Kyle tweeted, "Driving through my mom's town where she grew up and she showed us where she made out with boys." Ryan, while covering his ears, shouted, "Please stop talking, you are burning my ears with your inappropriate childhood!". Emma, who was the only one not embarrassed by my lack of filter sharing, was most intrigued by where I went to dance and the fact that I did dance. Poor innocent thing, was picturing her young, wrinkle free mommy wearing a tutu and a leotard while dancing across a stage like a sugar plumb fairy in The Nutcracker, not like a head banging groupie with big 80's hair wearing a black unitard and cut off Levi's. She did get the stage thing right, however, in her vision, I'm sure she didn't see the bouncers tossing me off the stage as I tried to grab the microphone.
It was hot and sunny and the only place that offered shade was underneath a pavilion where all the fans from both teams were sitting, yelling, cheering, and clapping for their team. In other words, poor Ryan thought while Mom was so busy driving down Memory Lane, she must have missed a turn and drove him right to Hell.
Too much heat, too much sun, too much noise, too many people and two wasp sightings were already taxing my boy, then an accidental Powerade spill all over his shirt and shorts, just about threw him over the edge. Ryan wanted his exact same shorts and shirt dried immediately, he wanted the game to end, and he wanted his extended family, who came to watch the game and who love him to pieces, to stop trying to make small talk. He became angry, cantankerous, and withdrawn. My trip down Memory Lane came to a screeching halt as I quickly made a U-turn onto Present Street.

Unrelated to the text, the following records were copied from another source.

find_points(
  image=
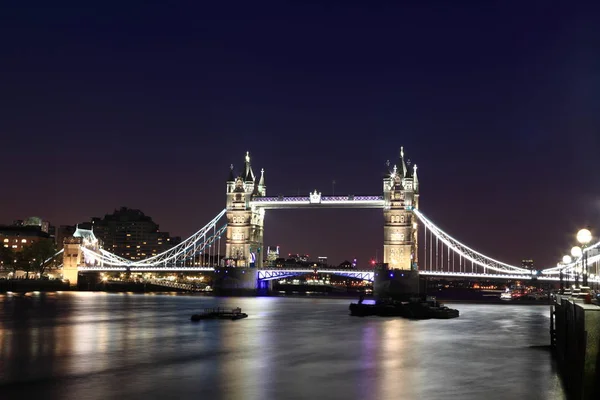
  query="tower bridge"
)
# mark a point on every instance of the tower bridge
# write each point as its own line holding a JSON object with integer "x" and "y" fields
{"x": 412, "y": 244}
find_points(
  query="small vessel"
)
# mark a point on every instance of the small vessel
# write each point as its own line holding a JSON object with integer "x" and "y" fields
{"x": 414, "y": 309}
{"x": 220, "y": 313}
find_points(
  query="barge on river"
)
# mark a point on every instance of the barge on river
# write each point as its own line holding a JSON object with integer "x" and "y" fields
{"x": 220, "y": 313}
{"x": 413, "y": 309}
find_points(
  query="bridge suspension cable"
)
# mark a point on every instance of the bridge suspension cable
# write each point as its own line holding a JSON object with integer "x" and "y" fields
{"x": 464, "y": 252}
{"x": 182, "y": 253}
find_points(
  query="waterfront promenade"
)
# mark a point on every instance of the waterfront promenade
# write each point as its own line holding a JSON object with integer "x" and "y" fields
{"x": 86, "y": 345}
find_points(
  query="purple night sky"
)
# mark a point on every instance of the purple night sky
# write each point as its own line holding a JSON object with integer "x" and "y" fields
{"x": 109, "y": 104}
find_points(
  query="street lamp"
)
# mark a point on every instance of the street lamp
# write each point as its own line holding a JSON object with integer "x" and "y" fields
{"x": 566, "y": 261}
{"x": 576, "y": 253}
{"x": 584, "y": 236}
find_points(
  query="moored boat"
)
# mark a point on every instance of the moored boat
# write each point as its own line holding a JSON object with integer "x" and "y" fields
{"x": 220, "y": 313}
{"x": 414, "y": 309}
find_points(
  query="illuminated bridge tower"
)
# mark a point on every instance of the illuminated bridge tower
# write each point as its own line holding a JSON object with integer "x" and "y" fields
{"x": 401, "y": 196}
{"x": 245, "y": 224}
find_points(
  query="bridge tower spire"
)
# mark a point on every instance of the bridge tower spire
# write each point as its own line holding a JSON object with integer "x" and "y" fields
{"x": 400, "y": 229}
{"x": 245, "y": 224}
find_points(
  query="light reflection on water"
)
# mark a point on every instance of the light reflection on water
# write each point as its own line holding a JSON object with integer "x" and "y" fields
{"x": 101, "y": 346}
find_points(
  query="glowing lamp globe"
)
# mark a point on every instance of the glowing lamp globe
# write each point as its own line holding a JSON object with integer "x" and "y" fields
{"x": 584, "y": 236}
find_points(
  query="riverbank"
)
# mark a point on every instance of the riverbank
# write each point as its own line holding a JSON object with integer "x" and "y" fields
{"x": 32, "y": 285}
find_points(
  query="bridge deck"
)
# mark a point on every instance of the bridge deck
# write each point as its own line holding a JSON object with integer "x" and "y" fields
{"x": 282, "y": 202}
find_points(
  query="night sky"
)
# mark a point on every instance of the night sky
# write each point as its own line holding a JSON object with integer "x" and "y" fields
{"x": 139, "y": 104}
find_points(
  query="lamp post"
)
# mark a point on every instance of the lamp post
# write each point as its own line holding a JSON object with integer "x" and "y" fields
{"x": 576, "y": 253}
{"x": 584, "y": 236}
{"x": 566, "y": 261}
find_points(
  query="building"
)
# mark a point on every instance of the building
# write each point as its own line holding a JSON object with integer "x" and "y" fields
{"x": 130, "y": 233}
{"x": 401, "y": 195}
{"x": 23, "y": 233}
{"x": 272, "y": 256}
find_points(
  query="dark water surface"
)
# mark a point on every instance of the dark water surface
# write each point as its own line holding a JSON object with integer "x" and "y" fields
{"x": 128, "y": 346}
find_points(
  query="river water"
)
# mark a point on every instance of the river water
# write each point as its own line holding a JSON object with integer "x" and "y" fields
{"x": 129, "y": 346}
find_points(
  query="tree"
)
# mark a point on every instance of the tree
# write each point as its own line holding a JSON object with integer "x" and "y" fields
{"x": 39, "y": 256}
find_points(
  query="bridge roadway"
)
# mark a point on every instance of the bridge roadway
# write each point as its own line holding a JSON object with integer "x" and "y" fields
{"x": 279, "y": 273}
{"x": 318, "y": 201}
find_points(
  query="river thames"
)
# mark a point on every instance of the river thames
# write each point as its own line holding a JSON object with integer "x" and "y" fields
{"x": 129, "y": 346}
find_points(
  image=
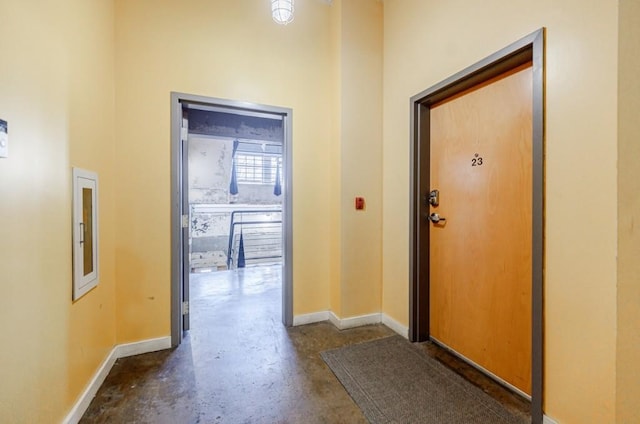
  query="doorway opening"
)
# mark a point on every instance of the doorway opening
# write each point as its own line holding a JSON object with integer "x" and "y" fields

For friends, family and baseball fans who don't "see" Ryan and who don't know him well, they don't see that the comfort of the chair he always sits in, regardless if his 83 year old grandfather does not have a chair, is the one familiar thing that feels like home to him in a strange place filled with sun, heat, wasps, shouty baseball fans, and wet, sticky Powerade. This chair is the one thing Ryan can count on not to disrupt his routine and make an already taxed out, overloaded sensory system, even worse. People who don't see Ryan believe he should not be catered to with special chairs, special routines, special food requests, special brands and special excuses because they believe Ryan will "get over it", "outgrow it" and "eat when he is hungry".
No matter how hard Dan and I try to educate, advocate, and explain how important it is for people who don't see Ryan to change their way of thinking, to see the world through his eyes instead of their own, to finally change the music, it's the same old song and dance. And even after all these years of dancing, my feet still get sore, my heart still gets heavy and my soul still gets weary as I desperately long for people to play a new song.
I try to understand, particularly for the older generation, that autism didn't always exist, but, neither did rock and roll, headbanging, hip thrusting and Elvis, yet over time these strange new ways, although still misunderstood by some, have been accepted by many. I wonder if Elvis' mom felt the judgmental stares of a generation boring through her as kids across the world started pelvic thrusting on the dance floor. Like any mom, I bet Mrs. Presley's shoulders were big enough to bear it. Regardless of the size of our shoulders, the weight of judgement and misunderstanding is still incredibly heavy.
My days of dancing on the stage (and subsequently being tossed off by the bouncers) may have come to an end due to my unitard and Levi's no longer fitting me and the arthritis forming in my old headbanger neck, but, my days of educating, advocating, and supporting my son and kids like him have only just begun. I will continue to dance in my kitchen where I can quickly find the Aleve and I will continue to advocate for children and families living with Autism in the hope that one day, a My Child has Autism card won't be necessary.
I hope that in time, for those folks who insist on continually dancing to the same old song, over and over again, that they will at the very least, one day change their tune and that the judgments, the stares, and the misunderstandings will disappear as quickly as my 1990's big hair, headbanging, dancing days. The song they hear, is truly making them miss out on the beauty of the dance.